Querelle vinicole dans l’Adriatique

, par Paul Brachet

Querelle vinicole dans l'Adriatique
Source : Pixabay

Noël et le Nouvel an se rapprochent au fur et à mesure que les jours passent. Elément central d’une table digne des fêtes de fin d’année en Europe : le vin ! Mais lequel ? Alors que le champagne était une évidence pour la plupart des Européens, le prosecco lui fait désormais concurrence. Une seule ombre au tableau pour les adeptes du vin italien…Le prošek croate et la possibilité que celui-ci devienne une AOP.

Le prošek est un vin originaire de Dalmatie, province de Croatie. Cette dernière, en sa qualité de membre de l’Union européenne, a demandé pour son vin le statut d’appellation d’origine protégée (AOP). Ce statut a pour but de préserver l’authenticité du prošek et l’ensemble du savoir-faire qui l’entoure.
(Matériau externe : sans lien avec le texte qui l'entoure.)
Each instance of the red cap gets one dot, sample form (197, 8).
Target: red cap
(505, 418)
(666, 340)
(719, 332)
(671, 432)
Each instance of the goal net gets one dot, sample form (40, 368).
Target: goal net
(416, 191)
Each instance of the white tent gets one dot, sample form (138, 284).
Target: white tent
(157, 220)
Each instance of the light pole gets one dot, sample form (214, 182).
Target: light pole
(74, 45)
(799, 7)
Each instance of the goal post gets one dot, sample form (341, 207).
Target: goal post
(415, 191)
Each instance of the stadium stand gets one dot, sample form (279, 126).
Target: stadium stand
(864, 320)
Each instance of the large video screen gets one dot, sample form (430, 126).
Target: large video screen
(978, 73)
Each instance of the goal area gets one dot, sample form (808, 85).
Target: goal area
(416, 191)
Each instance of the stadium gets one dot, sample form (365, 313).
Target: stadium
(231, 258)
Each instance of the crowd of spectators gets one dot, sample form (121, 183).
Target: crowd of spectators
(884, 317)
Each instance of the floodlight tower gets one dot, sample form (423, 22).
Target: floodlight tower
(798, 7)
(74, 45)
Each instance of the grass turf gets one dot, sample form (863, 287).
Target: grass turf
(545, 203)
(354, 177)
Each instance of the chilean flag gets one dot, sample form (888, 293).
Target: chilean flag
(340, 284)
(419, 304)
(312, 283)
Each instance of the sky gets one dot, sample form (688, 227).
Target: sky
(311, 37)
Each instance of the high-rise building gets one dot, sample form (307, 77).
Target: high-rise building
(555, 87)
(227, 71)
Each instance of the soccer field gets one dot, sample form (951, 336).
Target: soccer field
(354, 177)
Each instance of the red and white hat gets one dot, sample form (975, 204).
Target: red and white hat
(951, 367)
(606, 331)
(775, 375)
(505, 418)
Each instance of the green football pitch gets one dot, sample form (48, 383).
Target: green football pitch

Mais c’est un autre dessein que poursuivent les autorités croates. En effet, la demande d’AOP vise à officialiser le nom « prošek » alors qu’aujourd’hui, le vin a le nom purement qualificatif de Vino dalmato (vin dalmate). Cela devrait permettre à ce dernier une reconnaissance à l’échelle européenne. Évidemment, l’Italie s’oppose strictement à cette volonté croate.

Le prošek, adversaire du prosecco, « menace » pour l’Italie et la Vénétie

L’Italie est vent debout depuis que la Croatie a fait officiellement la demande d’AOP pour le prošek auprès de la Commission européenne. Les autorités de la péninsule ont mis en garde contre une telle décision qui pourrait venir « tromper le consommateur (…) par une consonance trop proche de celle du prosecco » selon le Ministre de l’agriculture Stefano Patuanelli.
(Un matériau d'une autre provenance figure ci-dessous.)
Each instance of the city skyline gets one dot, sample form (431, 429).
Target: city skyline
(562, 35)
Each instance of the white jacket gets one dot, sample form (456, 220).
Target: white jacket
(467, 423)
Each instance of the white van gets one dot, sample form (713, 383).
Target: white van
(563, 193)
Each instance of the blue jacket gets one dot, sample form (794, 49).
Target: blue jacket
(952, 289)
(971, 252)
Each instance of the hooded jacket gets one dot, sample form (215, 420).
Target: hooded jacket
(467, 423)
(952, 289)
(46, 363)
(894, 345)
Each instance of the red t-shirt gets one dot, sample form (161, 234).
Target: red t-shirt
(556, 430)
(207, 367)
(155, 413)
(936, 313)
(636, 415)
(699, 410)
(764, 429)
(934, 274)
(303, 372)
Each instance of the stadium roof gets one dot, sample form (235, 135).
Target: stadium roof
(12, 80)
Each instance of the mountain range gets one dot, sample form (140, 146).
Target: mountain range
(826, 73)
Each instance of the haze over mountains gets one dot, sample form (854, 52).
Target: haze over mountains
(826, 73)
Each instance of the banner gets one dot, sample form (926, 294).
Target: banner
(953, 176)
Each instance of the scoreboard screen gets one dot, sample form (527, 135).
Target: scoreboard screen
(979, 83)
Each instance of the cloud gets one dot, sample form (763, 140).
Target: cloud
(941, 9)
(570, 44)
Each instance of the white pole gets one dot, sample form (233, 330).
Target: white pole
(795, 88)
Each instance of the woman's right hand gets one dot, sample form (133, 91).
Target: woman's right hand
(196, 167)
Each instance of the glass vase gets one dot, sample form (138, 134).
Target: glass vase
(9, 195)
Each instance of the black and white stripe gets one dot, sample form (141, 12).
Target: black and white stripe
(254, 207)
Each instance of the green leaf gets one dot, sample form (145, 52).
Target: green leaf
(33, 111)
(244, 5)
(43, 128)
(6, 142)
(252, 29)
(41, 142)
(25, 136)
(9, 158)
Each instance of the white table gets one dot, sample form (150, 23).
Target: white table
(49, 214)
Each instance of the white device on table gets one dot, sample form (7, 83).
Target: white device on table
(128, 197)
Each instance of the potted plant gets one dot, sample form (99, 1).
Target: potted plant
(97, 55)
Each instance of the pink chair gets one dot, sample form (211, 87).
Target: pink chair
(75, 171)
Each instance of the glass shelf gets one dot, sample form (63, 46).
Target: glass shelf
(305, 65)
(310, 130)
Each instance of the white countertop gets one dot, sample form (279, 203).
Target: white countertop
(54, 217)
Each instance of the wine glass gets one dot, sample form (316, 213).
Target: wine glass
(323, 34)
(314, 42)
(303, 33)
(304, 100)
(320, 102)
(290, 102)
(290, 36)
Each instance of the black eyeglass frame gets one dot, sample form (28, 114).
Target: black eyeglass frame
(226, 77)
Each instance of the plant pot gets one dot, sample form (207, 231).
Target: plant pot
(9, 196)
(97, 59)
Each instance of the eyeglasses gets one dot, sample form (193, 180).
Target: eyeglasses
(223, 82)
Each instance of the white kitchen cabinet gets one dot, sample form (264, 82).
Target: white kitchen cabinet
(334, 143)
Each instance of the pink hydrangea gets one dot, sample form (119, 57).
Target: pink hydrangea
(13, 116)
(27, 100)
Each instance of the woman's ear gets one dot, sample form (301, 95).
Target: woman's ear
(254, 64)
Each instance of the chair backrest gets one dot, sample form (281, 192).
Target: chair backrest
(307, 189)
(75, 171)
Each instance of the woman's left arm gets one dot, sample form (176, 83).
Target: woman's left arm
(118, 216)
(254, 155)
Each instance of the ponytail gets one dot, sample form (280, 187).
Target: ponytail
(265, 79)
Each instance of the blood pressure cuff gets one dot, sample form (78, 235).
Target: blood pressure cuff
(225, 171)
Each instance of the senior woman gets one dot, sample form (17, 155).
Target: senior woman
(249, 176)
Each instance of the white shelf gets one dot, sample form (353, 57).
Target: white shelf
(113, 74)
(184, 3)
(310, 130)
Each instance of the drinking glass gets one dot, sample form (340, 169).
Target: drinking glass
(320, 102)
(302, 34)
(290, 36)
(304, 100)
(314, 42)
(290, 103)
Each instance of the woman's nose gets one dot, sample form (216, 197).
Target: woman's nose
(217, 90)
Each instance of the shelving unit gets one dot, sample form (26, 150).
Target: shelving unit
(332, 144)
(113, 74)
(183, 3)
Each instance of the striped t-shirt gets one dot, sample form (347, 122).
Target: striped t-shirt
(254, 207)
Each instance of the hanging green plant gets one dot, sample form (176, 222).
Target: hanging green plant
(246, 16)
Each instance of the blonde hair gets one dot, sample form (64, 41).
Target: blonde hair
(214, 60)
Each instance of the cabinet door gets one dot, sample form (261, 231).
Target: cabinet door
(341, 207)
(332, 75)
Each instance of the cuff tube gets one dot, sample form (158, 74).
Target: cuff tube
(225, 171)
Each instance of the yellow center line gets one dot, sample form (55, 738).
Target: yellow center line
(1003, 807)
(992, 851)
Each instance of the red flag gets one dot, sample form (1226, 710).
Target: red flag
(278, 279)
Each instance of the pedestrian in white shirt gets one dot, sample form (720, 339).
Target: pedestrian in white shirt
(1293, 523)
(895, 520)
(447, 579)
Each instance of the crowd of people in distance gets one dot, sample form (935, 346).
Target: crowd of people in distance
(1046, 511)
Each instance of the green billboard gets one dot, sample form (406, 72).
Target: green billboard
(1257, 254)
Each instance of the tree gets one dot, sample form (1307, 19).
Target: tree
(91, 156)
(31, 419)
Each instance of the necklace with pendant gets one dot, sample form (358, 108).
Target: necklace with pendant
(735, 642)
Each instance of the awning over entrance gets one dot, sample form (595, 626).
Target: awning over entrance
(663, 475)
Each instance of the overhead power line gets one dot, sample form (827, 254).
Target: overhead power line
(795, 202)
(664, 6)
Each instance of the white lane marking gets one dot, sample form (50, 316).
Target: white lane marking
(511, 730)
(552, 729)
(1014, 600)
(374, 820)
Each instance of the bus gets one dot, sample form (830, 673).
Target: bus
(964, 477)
La Croatie se défend de toutes malversations et prétend que le prošek n’a rien à voir avec le prosecco actuel : le prošek est un vin liquoreux tandis que le prosecco est un vin effervescent, le prosecco est produit en Vénétie sur des collines homonymes alors que le prošek est produit en Dalmatie, région séparée de l’Italie par la mer Adriatique. De plus, le gouvernement croate affirme que son vin est pluri-centenaire et doit à ce titre être protégé et reconnu au niveau européen. Le prosecco et le prošek ont bien un ancêtre commun, le prosecco vénitien du XVIIIème siècle, mais à partir de l’invention du prosecco mousseux en 1821, les deux vins ont évolué de manière complètement différente créant deux vins à part entière. Bref pour le gouvernement croate, le consommateur européen ne peut être trompé par la seule appellation certes proche , mais pas identique, des deux vins.
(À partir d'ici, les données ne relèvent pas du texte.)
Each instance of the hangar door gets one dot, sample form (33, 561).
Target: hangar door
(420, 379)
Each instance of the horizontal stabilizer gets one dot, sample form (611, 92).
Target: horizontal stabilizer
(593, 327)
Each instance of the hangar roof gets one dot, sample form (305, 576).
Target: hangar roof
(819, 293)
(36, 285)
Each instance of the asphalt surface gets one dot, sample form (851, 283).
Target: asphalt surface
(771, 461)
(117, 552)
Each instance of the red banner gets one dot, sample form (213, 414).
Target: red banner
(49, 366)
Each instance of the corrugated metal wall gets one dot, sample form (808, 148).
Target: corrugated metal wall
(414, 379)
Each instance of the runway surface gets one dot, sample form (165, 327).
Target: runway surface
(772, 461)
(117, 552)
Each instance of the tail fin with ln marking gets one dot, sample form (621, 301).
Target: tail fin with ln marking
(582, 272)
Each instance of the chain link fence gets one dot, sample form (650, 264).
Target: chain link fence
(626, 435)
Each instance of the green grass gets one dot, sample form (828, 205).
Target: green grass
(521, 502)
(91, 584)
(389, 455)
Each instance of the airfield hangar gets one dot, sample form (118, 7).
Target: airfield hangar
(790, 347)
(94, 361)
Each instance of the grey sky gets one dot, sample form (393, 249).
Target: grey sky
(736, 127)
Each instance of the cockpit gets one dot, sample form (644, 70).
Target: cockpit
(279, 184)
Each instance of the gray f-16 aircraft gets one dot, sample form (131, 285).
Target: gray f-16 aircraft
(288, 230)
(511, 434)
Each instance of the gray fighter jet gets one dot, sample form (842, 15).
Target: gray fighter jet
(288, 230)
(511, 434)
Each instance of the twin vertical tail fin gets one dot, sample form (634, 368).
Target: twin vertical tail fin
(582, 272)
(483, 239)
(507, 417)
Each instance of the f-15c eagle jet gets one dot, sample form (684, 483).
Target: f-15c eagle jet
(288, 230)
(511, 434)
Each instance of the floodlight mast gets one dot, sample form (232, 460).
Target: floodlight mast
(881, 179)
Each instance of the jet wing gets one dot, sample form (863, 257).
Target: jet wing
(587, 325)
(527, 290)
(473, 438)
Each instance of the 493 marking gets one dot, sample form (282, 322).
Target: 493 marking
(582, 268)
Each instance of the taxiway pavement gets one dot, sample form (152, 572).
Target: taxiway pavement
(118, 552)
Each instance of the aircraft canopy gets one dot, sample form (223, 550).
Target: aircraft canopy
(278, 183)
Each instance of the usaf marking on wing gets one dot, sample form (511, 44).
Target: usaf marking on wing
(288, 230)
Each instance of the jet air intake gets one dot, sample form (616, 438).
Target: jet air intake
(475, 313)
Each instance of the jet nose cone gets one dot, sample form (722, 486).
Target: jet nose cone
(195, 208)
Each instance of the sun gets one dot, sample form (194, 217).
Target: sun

Mais les propos rassurants de la Croatie n’ont en rien calmé les émois italiens. Aujourd’hui, la totalité des forces politiques italiennes fait bloc autour du gouvernement quant à ce qui est considéré comme la défense du patrimoine italien, de la production « Made in Italy » et plus généralement de l’identité italienne. En effet, des personnalités venant de tous bords sont venues apporter leur soutien inconditionnel au gouvernement pour la « protection de l’esprit italien que représente le prosecco » comme le présente Luca Ciriani, sénateur Fratelli d’Italia (extrême droite). Le gouvernement italien avait déjà fait reconnaître les collines de Prosecco au patrimoine mondial de l’UNESCO en 2019 afin de préserver les savoir-faire liés à ce territoire, et notamment le vin du même nom.

La scène politique vénète n’est pas en reste sur ce débat. Alors que la région a récemment multiplié les actions de promotion d’une culture régionale encore vivace –jusqu’au point d’organiser un référendum pour son autonomie culturelle et financière en 2017- le Président de la région, le populaire Luca Zaia issu de la branche modérée de la Lega, a affirmé que le prošek représentait une « menace pour la Vénétie » et que les actions de préservation du prošek par la Croatie constituait une « réelle guerre de propagande ». C’est donc chiffes et documents historiques à la main que Luca Zaia est venu « défendre l’identité vénète » à la chambre régionale.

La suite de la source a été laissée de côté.